BRADENTON, Fla. - The Fayette County, Ky., School District Finance Corp. competitively priced $41.15 million of taxable Build America Bonds on Tuesday, the first BABs from the Bluegrass State.

The bonds, with maturities out to 20 years, sold with a gross net interest cost of 5.19% to Morgan Keegan & Co.

Morgan Keegan was the only bidder, though five firms initially showed interest in participating in the sale.

After calculating the federal government's 35% subsidy on the bonds, the transaction provided a net interest cost of 3.38% to the school district, said Greg Phillips, a senior vice president at J.J.B. Hilliard, W.L. Lyons LLC, the school district's financial adviser.

"It's just an incredible rate for a 20-year financing," Phillips said.

The district had hoped to achieve a net interest cost lower than 4%, he said, but the final calculation of 3.38% "was just astounding."

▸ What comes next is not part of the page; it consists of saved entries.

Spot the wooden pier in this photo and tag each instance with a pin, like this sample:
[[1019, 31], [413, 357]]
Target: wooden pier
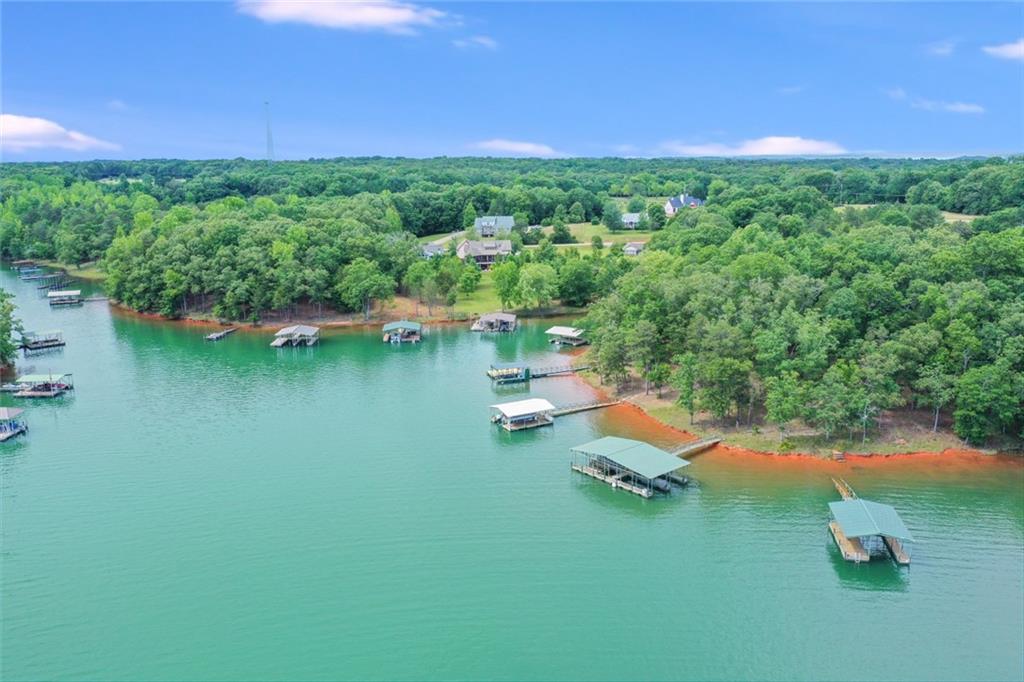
[[695, 446], [512, 373], [217, 336]]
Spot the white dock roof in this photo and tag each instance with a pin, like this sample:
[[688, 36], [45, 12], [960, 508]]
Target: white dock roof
[[302, 330], [523, 408], [570, 332]]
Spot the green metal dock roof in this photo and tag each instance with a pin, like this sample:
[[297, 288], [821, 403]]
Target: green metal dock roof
[[860, 518], [636, 456], [41, 378], [402, 324]]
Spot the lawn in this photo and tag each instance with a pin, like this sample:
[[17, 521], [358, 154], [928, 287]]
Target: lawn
[[484, 299], [87, 271], [584, 232]]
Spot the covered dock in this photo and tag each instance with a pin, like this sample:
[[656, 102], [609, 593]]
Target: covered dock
[[41, 385], [66, 297], [495, 322], [569, 336], [631, 465], [862, 528], [523, 414], [296, 335], [37, 341], [509, 373], [10, 425], [402, 331]]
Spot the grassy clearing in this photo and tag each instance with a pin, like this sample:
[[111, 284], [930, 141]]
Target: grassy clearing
[[484, 299], [87, 271]]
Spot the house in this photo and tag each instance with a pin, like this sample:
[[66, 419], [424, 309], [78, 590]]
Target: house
[[682, 201], [485, 253], [492, 225], [631, 220], [431, 250]]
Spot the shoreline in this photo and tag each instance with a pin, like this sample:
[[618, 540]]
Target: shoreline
[[644, 420], [638, 411]]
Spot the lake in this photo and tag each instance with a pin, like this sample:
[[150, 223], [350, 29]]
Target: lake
[[226, 510]]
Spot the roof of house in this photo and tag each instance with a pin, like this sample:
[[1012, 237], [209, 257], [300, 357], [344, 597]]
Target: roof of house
[[499, 221], [498, 316], [684, 200], [523, 408], [301, 330], [403, 325], [41, 378], [569, 332], [488, 248], [636, 456], [860, 518]]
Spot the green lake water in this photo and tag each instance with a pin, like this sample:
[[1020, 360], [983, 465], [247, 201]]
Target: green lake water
[[231, 511]]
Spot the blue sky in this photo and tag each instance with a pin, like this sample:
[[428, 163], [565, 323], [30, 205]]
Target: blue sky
[[130, 80]]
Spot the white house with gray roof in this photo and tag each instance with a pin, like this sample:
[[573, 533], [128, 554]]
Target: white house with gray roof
[[492, 225]]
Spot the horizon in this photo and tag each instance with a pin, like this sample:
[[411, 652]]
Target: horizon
[[430, 80]]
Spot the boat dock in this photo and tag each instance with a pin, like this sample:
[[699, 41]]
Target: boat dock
[[296, 335], [631, 465], [38, 341], [217, 336], [10, 425], [510, 373]]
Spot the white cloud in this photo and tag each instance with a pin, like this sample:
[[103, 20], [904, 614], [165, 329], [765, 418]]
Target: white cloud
[[386, 15], [18, 133], [775, 145], [941, 47], [900, 94], [517, 147], [485, 42], [1013, 50]]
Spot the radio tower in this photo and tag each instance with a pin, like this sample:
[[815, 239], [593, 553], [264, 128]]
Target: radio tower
[[269, 137]]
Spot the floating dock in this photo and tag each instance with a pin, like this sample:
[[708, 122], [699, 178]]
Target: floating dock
[[495, 322], [296, 335], [39, 341], [568, 336], [40, 385], [66, 297], [402, 331], [520, 415], [217, 336], [862, 528], [510, 373], [631, 465]]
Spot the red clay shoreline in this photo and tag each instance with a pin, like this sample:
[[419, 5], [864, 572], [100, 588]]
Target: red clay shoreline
[[636, 413]]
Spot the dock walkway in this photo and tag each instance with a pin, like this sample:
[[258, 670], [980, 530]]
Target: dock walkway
[[696, 446], [851, 548]]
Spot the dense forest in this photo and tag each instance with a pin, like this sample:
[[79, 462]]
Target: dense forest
[[824, 291]]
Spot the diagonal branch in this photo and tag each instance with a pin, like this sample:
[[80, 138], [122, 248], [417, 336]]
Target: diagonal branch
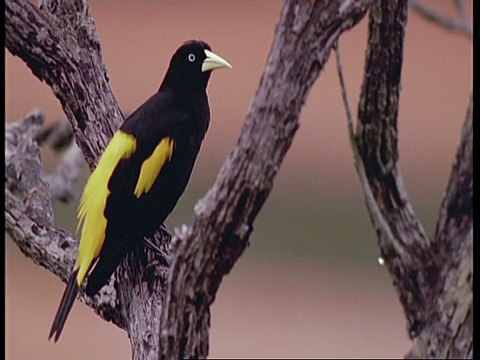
[[29, 221], [59, 43], [404, 245], [210, 246]]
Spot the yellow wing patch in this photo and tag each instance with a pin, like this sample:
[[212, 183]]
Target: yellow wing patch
[[152, 165], [94, 199]]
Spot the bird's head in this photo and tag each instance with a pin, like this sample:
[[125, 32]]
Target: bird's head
[[192, 64]]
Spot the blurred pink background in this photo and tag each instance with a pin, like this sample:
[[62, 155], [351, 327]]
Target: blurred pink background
[[309, 285]]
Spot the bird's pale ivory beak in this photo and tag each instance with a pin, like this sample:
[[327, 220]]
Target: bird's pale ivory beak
[[213, 61]]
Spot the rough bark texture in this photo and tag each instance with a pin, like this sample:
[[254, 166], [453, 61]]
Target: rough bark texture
[[208, 249], [163, 300], [433, 278], [404, 245], [449, 326], [59, 43]]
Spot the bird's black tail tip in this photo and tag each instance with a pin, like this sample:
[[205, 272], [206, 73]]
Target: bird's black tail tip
[[65, 306]]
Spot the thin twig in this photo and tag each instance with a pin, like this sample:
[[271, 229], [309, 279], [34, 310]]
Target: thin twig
[[462, 26]]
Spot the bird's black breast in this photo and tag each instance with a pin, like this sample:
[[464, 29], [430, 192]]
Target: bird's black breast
[[165, 115]]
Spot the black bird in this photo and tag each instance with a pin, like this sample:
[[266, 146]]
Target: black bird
[[142, 173]]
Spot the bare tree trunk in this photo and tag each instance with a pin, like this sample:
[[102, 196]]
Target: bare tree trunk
[[163, 302], [433, 278]]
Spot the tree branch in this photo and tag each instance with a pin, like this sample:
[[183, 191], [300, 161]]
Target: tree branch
[[58, 42], [404, 245], [450, 330], [29, 221], [209, 247]]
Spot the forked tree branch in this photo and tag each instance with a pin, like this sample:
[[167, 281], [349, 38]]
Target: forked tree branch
[[433, 278], [60, 45]]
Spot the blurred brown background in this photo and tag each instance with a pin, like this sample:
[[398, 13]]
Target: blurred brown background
[[309, 285]]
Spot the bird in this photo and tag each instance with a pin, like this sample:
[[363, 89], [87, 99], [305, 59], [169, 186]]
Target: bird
[[142, 173]]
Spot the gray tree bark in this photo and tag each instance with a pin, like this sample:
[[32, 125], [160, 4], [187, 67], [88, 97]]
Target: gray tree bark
[[163, 302]]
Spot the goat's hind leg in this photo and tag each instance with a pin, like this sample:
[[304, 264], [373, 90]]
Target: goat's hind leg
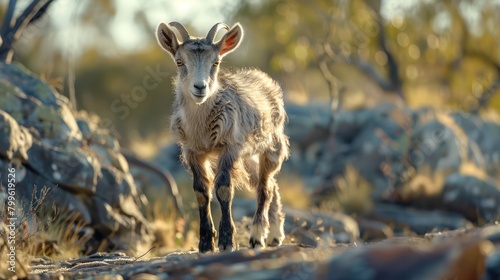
[[202, 189], [224, 191], [276, 219], [268, 165]]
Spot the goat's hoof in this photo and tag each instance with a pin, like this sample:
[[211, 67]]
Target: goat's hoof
[[225, 248], [274, 242], [256, 243], [206, 246]]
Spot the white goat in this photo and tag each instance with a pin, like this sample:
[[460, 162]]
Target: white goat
[[230, 123]]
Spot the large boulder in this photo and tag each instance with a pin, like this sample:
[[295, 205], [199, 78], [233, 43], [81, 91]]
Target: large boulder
[[65, 159]]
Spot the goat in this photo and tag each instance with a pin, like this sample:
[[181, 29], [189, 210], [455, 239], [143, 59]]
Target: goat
[[230, 123]]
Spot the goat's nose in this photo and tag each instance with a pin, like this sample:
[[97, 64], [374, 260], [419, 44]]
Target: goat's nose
[[200, 87]]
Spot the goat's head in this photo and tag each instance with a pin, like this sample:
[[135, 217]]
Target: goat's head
[[198, 59]]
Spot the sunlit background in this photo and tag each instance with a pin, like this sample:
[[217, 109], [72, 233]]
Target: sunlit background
[[445, 52]]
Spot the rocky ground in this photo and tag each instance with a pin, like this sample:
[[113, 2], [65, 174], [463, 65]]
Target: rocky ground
[[460, 254], [390, 193]]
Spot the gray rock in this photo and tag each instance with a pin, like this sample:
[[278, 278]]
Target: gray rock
[[418, 221], [14, 140], [60, 163], [474, 198], [68, 166]]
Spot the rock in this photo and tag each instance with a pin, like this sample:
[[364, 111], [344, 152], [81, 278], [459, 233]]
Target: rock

Proceeds of the bonds will be used for reconstruction and renovation projects at three elementary schools and two middle schools in the district, which is coterminous with Lexington Fayette Urban County Government.

The bonds received ratings of Aa3 from Moody's Investors Service and AA from Standard & Poor's.

Though the school district's finance team had been working on the offering since late last year, Phillips said the team started considering a BAB structure about a month ago.

Then the spreads to taxables for BABs dropped dramatically from the time when the first BABs came to market in April, he said.

The deal, under Kentucky law, had to be sold competitively, so it was structured two ways.

Bids could be submitted for the entire amount as all BABs, or bids could be submitted with $30 million of bank-qualified tax-exempt bonds and $11.15 million as BABs.

"We knew the all-BABs option might be the winning structure, but it only became apparent to us a week or 10 days ago," Phillips said.

"We wanted to let the market decide which was the better way to do it, and the evidence was pretty clear," he said. "As it turned out, we did not even receive any tax-exempt bids, due to the fact that everyone thought BABs was going to be a much better deal."

Phillips said the transaction was also the first BAB deal for Hilliard Lyons and will be reviewed to determine if it can be used as a model by other issuers, particularly other Kentucky school districts that typically sell bonds in much smaller amounts.

"One of the questions we need to deal with is if similar pricing could be obtained on smaller transactions," he said. "If the Fayette pricing is any indication about what other districts could get, I think it could become very popular."

Stoll Keenon Ogden PLLC was bond counsel.

Closing on the Fayette bond deal is scheduled for June 16.